9
votes

I'm capturing frames from a Webcam using OpenCV in a C++ app both on my Windows machine as well as on a RaspberryPi (ARM, Debian Wheezy). The problem is the CPU usage. I only need to process frames like every 2 seconds - so no real time live view. But how to achieve that? Which one would you suggest?

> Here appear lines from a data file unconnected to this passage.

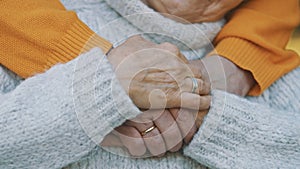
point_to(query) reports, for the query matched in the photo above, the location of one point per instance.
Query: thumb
(111, 140)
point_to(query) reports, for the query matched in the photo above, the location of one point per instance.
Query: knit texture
(46, 121)
(257, 132)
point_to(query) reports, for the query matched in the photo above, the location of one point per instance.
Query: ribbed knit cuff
(257, 60)
(237, 133)
(101, 103)
(78, 39)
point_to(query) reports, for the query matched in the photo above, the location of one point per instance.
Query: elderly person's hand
(194, 10)
(157, 131)
(158, 76)
(224, 74)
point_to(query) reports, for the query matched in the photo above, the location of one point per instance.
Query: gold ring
(147, 130)
(195, 85)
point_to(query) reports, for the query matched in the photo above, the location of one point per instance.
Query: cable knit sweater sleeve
(235, 136)
(55, 118)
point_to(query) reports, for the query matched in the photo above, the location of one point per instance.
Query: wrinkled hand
(224, 75)
(174, 127)
(194, 10)
(156, 75)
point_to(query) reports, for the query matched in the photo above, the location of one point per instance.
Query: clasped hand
(157, 77)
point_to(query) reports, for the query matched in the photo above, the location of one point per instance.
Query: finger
(169, 131)
(155, 143)
(186, 121)
(193, 101)
(202, 87)
(153, 139)
(111, 140)
(132, 140)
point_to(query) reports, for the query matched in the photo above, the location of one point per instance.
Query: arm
(36, 35)
(53, 119)
(255, 38)
(237, 133)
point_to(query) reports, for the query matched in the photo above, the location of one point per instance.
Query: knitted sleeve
(56, 118)
(255, 38)
(240, 134)
(36, 35)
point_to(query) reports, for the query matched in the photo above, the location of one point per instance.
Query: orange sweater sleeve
(37, 34)
(255, 38)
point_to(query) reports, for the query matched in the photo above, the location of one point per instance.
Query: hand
(172, 129)
(156, 75)
(194, 10)
(224, 75)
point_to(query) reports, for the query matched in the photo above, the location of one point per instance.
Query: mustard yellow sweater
(37, 34)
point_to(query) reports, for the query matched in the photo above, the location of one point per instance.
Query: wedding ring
(147, 130)
(195, 85)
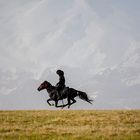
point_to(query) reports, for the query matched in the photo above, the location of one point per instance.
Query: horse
(69, 93)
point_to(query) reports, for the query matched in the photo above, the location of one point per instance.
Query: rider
(61, 84)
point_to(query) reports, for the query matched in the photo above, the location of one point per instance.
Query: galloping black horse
(69, 93)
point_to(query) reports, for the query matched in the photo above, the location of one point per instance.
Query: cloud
(96, 45)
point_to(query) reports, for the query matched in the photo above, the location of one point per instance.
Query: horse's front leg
(49, 102)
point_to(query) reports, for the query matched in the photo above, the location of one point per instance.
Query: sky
(95, 42)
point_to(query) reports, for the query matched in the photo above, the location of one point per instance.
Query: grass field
(70, 124)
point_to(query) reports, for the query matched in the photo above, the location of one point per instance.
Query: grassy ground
(69, 125)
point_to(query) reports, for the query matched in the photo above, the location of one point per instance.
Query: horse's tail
(84, 96)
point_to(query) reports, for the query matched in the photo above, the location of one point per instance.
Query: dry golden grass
(69, 125)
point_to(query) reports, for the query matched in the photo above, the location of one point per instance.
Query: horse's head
(44, 85)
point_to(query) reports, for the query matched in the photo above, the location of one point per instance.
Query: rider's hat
(60, 72)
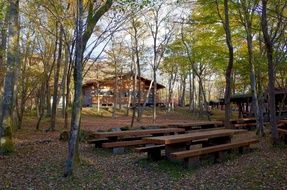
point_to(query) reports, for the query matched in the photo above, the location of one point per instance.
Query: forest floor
(39, 158)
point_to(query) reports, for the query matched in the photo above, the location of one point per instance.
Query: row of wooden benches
(191, 157)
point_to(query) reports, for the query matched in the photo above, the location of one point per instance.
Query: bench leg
(119, 150)
(219, 140)
(174, 148)
(243, 149)
(193, 162)
(154, 155)
(219, 156)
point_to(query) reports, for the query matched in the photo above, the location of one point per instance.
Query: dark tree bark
(56, 82)
(81, 41)
(77, 103)
(246, 19)
(228, 73)
(271, 78)
(13, 60)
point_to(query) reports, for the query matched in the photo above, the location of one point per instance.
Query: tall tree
(246, 12)
(271, 78)
(81, 42)
(159, 41)
(228, 73)
(13, 60)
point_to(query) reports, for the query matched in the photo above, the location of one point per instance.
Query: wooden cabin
(105, 93)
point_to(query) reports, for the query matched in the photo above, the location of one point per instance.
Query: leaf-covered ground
(39, 157)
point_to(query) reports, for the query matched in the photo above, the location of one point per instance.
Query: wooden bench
(248, 126)
(153, 151)
(136, 133)
(191, 157)
(98, 142)
(120, 139)
(123, 143)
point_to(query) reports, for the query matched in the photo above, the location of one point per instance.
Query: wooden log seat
(191, 157)
(248, 126)
(123, 143)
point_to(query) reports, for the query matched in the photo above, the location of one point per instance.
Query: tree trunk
(154, 96)
(271, 93)
(77, 103)
(13, 60)
(228, 74)
(56, 82)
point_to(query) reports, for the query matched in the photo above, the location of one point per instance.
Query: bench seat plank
(211, 149)
(122, 143)
(147, 148)
(137, 132)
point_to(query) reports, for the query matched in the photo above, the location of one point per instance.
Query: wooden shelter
(106, 93)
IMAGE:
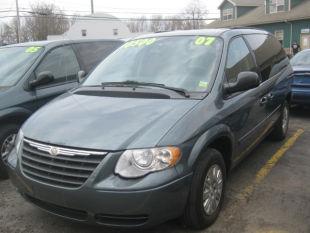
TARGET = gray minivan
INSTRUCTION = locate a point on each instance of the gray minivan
(153, 132)
(31, 74)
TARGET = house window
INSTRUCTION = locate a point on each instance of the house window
(84, 32)
(279, 34)
(276, 6)
(228, 14)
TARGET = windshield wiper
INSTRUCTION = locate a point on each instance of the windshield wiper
(181, 91)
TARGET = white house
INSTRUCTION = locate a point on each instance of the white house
(96, 26)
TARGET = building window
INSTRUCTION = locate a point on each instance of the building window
(84, 32)
(228, 14)
(276, 6)
(115, 32)
(279, 34)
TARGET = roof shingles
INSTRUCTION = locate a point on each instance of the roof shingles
(258, 16)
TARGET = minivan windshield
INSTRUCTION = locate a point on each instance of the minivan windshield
(185, 62)
(14, 62)
(301, 59)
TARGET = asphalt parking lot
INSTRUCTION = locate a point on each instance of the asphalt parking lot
(268, 192)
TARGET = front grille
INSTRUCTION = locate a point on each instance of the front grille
(60, 166)
(78, 215)
(121, 220)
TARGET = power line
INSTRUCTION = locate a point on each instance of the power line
(81, 18)
(135, 12)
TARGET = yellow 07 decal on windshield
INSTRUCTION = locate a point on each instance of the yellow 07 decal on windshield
(140, 42)
(204, 40)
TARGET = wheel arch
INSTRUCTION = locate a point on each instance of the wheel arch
(220, 138)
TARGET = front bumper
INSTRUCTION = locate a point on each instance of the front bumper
(111, 201)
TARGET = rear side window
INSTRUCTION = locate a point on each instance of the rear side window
(239, 59)
(92, 53)
(268, 52)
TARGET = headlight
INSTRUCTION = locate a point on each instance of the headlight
(12, 159)
(137, 163)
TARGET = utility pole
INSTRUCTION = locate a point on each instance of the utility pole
(92, 6)
(18, 23)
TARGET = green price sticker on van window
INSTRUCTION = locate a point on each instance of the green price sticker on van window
(33, 49)
(140, 43)
(203, 84)
(204, 40)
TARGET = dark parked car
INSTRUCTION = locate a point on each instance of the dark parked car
(301, 81)
(31, 74)
(153, 132)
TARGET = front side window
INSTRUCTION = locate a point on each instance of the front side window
(15, 61)
(228, 14)
(239, 59)
(62, 63)
(301, 59)
(279, 34)
(188, 62)
(268, 52)
(276, 6)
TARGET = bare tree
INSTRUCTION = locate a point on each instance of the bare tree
(140, 24)
(46, 19)
(8, 33)
(195, 12)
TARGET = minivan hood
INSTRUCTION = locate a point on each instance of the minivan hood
(105, 123)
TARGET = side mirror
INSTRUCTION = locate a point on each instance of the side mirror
(43, 78)
(81, 76)
(245, 81)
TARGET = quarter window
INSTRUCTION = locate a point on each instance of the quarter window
(115, 32)
(276, 6)
(279, 34)
(228, 14)
(84, 32)
(62, 63)
(239, 59)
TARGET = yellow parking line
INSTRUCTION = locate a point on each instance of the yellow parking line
(265, 170)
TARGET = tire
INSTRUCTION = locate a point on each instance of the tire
(281, 127)
(195, 215)
(5, 133)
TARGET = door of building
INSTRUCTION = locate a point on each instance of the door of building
(305, 41)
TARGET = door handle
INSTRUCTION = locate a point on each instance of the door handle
(263, 100)
(270, 96)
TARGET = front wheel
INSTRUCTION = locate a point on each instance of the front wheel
(281, 127)
(207, 191)
(7, 141)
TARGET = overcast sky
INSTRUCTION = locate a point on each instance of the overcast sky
(135, 7)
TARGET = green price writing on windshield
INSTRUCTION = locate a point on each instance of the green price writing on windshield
(140, 42)
(204, 40)
(33, 49)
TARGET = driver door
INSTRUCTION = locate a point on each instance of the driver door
(248, 114)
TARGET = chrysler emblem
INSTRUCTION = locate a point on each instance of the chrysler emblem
(54, 151)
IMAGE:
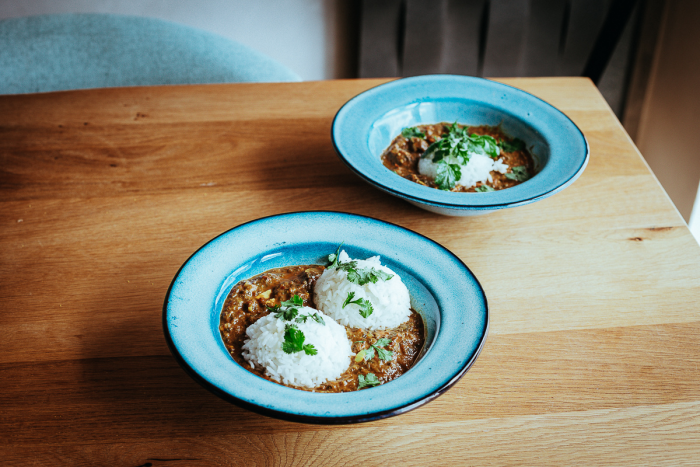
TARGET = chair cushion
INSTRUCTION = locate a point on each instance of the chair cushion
(78, 51)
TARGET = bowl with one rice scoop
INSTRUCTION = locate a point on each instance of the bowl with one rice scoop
(323, 354)
(408, 272)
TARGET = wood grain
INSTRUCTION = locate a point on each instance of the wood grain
(592, 357)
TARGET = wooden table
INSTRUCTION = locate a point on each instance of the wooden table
(593, 356)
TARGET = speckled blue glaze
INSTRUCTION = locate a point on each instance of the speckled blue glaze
(367, 124)
(442, 289)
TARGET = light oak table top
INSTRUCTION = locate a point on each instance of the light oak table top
(593, 356)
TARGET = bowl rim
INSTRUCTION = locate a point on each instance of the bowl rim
(466, 202)
(337, 420)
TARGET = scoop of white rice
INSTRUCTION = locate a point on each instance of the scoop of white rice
(264, 348)
(390, 299)
(478, 169)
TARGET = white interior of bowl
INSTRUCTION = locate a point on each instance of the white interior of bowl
(463, 111)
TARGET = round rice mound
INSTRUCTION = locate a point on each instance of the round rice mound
(263, 347)
(390, 299)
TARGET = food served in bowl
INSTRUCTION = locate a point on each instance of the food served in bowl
(281, 325)
(455, 157)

  1. Grab each frame, but process only some: This helps a bit. I get the most recent frames but this option has no significant impact on the CPU usage (less than 25%)
  2. Grab/Process each frame but sleep: Good impact on CPU usage, but the frames that I get are old (5-10sec)
  3. Create/Destroy VideoCapture in each cycle: After some cycles the application crashes - even though VideoCapture is cleaned up correctly.
  4. Any other idea?

Thanks in advance

#include <opencv2/opencv.hpp>
#include <opencv2/core/core.hpp>
#include <opencv2/highgui/highgui.hpp>
#include <opencv2/imgproc/imgproc.hpp>
#include <iostream>
#include <vector>
#include <unistd.h>
#include <stdio.h>

using namespace std;

int main(int argc, char *argv[])
{
    cv::VideoCapture cap(0); //0=default, -1=any camera, 1..99=your camera

    if(!cap.isOpened()) 
    {
        cout << "No camera detected" << endl;
        return 0;
    }

    // set resolution & frame rate (FPS)
    cap.set(CV_CAP_PROP_FRAME_WIDTH, 320);
    cap.set(CV_CAP_PROP_FRAME_HEIGHT,240);
    cap.set(CV_CAP_PROP_FPS, 5);

    int i = 0;
    cv::Mat frame;

    for(;;)
    {
        if (!cap.grab())
            continue;

        // Version 1: dismiss frames
        i++;
        if (i % 50 != 0)
            continue;

        if( !cap.retrieve(frame) || frame.empty() )
            continue;

        // ToDo: manipulate your frame (image processing)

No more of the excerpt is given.